Streets are the arteries and veins of cities, and the right systems need to be in place to keep them decongested and safe. To reduce accidents, fatalities, and environmental concerns, cities all over the world are experimenting with new rules, infrastructure additions, and innovative visual communication strategies to make their streets safer and more sustainable.
Paris has adopted a multipronged approach to calming traffic, reducing accidents, and curbing pollution. It includes enacting a 30 kilometre speed limit on almost all city streets, offering financial incentives to bicycle commuters, and allowing cyclists to ignore red lights if the coast is clear.

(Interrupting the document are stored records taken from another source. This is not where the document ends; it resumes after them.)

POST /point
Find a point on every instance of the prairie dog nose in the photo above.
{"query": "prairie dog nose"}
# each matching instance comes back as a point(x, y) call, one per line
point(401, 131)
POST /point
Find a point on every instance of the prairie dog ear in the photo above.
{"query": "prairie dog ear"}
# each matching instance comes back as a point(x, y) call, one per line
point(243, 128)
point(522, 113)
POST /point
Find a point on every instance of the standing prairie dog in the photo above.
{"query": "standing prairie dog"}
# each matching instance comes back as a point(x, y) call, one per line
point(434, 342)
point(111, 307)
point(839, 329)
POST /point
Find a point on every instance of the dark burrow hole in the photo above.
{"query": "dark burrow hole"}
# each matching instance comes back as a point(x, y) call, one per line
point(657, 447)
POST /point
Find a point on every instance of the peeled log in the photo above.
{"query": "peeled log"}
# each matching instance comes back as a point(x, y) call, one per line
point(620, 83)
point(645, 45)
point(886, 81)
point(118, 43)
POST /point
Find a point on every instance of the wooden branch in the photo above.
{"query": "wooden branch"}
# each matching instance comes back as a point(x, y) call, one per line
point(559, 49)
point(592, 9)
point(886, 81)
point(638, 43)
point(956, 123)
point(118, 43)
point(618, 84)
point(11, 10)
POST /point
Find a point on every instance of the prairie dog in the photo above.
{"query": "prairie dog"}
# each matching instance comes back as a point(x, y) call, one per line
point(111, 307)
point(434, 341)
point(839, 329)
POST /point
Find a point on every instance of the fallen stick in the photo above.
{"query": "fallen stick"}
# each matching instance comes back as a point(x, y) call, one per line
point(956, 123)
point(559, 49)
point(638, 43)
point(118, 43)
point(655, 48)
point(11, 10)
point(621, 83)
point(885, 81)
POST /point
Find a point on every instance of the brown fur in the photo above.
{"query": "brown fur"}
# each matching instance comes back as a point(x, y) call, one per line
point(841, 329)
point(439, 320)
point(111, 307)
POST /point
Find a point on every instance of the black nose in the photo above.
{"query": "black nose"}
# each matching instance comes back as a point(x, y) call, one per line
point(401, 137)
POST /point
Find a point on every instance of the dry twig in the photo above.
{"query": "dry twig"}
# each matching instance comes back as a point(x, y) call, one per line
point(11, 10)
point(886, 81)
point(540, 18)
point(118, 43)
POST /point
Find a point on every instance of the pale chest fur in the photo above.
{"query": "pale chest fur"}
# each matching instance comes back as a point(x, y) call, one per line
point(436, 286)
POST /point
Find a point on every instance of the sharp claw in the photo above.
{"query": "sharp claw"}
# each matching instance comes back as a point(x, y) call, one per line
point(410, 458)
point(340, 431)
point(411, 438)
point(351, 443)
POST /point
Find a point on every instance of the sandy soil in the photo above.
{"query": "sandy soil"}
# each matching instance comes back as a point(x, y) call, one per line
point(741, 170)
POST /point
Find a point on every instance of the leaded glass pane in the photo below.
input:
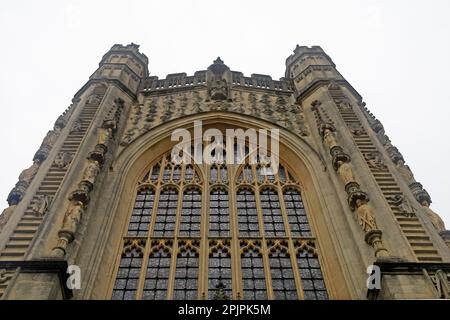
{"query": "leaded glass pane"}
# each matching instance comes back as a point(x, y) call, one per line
point(311, 276)
point(253, 277)
point(186, 275)
point(157, 277)
point(247, 214)
point(141, 214)
point(219, 218)
point(295, 210)
point(273, 219)
point(191, 214)
point(166, 213)
point(219, 275)
point(128, 275)
point(283, 282)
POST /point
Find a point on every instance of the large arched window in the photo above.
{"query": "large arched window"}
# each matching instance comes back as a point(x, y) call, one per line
point(218, 231)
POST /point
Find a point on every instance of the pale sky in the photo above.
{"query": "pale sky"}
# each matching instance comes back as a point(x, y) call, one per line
point(396, 54)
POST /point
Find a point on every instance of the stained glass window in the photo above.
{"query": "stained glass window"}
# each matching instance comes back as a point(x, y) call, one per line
point(253, 276)
point(273, 219)
point(157, 276)
point(166, 213)
point(191, 213)
point(247, 214)
point(141, 214)
point(283, 282)
point(219, 274)
point(296, 214)
point(186, 275)
point(219, 218)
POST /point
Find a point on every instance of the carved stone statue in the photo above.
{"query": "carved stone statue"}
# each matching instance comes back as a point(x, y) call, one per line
point(329, 137)
point(219, 89)
point(40, 206)
point(406, 172)
point(6, 214)
point(62, 160)
point(375, 160)
point(27, 175)
point(93, 99)
point(365, 216)
point(51, 137)
point(345, 171)
point(104, 136)
point(403, 205)
point(434, 217)
point(3, 277)
point(72, 218)
point(91, 171)
point(77, 126)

Other major cities are taking similar steps. The Montreal borough of Plateau-Mont-Royal—which has rates of cyclist and pedestrian deaths five times higher than other city boroughs—is lowering its speed limits, creating 20 kilometres of new bike paths, and making intersections safer for pedestrians by widening sidewalk corners and building pedestrian islands.
When laws and better infrastructure aren’t working, a more creative approach may help keep streets safe. Combining behavioural science, impact design, and optical illusions, street signs are now being humanized to include silhouettes of real children. Trompe l’oeil techniques were used on roads in Vancouver school zones depicting a 3-D child playing in the street. In other cities, such as Preston, UK and Bangalore, India, life-size cardboard cutouts of police officers aim to trick drivers into slowing down.
Roads themselves are also being refitted with measures to promote safety. On roads in India, diagonal speed bumps result in an unfamiliar motion that startles drivers into slowing down. In Chicago, white lines painted on roads at progressively closer intervals aim to make drivers perceive their speed as faster than it actually is.
How else can creative communication help make cities safer?